Sometimes an initial value parameter A(0) can be estimated if the data cannot be normalised to y = 0 at x = 0.
For most model fitting procedure a parameter A(n) can be varied but, to force y = 0 when x tends to infinity, as with substrate inhibition, this can be contrained to A(n) = 0.
An instructive way to run program RFFIT would be to use the default starting estimates to fit rational functions of order one to four for the test file rffit.tf6. This contains exact data for a 4:4 function with three turning points. You will discover that adding even a small amount of random error will result in a data set from which good parameters cannot be estimated. Details of how to do this to see what RFFIT can do with accurate data and the limitations imposed by noisy data follow.
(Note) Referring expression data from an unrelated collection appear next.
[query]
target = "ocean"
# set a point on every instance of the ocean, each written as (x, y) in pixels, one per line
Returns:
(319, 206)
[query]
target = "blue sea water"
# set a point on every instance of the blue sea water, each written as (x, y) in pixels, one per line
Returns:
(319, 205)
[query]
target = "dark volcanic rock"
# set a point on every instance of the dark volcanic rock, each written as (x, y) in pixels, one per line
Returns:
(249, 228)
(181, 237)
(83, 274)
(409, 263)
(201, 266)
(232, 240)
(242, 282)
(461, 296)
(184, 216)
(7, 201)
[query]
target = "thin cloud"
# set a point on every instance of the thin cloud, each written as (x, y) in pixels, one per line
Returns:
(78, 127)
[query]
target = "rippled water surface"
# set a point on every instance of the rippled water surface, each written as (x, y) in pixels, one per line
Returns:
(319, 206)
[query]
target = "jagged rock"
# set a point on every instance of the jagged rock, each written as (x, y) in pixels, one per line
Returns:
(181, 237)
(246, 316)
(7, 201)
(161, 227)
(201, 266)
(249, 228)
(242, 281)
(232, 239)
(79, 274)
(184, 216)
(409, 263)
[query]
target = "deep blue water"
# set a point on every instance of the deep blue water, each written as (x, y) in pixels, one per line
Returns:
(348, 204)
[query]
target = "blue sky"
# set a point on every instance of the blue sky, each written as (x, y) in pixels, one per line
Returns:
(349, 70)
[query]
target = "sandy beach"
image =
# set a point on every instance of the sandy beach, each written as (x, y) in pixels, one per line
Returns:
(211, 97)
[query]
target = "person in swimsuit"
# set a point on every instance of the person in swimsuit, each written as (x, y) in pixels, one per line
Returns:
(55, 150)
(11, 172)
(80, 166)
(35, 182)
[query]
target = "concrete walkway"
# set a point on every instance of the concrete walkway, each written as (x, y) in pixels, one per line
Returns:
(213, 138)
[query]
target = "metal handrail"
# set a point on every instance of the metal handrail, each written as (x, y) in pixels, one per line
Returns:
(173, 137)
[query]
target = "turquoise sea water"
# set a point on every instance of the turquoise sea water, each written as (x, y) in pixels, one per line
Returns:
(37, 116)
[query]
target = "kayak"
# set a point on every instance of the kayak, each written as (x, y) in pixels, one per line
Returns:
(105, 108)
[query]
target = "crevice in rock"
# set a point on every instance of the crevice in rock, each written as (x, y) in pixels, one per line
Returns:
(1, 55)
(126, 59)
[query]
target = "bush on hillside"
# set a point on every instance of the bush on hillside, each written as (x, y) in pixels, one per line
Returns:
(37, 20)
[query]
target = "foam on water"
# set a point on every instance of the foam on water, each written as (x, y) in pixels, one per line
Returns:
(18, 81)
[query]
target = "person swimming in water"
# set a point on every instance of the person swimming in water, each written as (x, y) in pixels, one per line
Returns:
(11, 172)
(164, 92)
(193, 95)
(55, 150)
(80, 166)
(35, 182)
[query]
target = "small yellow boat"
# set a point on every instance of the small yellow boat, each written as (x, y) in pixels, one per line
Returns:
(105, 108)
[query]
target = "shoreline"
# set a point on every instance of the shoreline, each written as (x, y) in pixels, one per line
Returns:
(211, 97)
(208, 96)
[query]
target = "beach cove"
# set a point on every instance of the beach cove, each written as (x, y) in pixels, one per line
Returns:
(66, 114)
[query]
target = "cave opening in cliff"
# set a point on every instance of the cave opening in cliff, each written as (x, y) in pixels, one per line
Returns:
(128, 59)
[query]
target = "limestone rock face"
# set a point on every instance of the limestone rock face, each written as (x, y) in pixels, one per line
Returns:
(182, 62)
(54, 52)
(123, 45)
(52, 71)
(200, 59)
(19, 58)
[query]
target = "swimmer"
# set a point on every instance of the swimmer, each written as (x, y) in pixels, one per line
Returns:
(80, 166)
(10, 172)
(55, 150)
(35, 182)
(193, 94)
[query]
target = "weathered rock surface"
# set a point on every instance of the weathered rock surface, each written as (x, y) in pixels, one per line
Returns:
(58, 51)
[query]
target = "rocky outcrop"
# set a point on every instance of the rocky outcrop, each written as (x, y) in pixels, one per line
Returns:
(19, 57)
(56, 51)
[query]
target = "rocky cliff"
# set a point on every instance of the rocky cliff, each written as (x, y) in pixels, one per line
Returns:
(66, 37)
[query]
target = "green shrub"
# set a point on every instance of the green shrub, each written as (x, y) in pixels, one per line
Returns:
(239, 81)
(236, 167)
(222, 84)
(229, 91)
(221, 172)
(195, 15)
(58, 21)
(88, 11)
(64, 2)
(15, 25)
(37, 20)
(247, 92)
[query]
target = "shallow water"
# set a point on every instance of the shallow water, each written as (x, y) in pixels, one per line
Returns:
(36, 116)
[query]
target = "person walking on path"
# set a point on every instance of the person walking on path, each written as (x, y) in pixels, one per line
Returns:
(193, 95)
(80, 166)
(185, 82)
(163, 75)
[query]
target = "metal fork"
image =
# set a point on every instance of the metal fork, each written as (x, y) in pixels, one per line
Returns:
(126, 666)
Import the test file rffit.t6, which is the default test file when RFFIT is opened, and choose the options A(0) = 0 and A(n) = 0 and to fit degrees n = 1 to n = 4. Plot the graphs of best-fit curves during this sequence and you will observe that analysis for n = 1 and n = 2 cannot fit at all while n = 3 looks acceptable and n = 4 reveals that turning points are required to fit the maxima and minimum. Now you will see that test file rffit.tf6 is fitted exactly when n = 4 but if you use progran ADDERR to add random error you will find that this fine structure cannot be observed and a fit of n = 4 cannot be justified on statistical grounds with noisy data.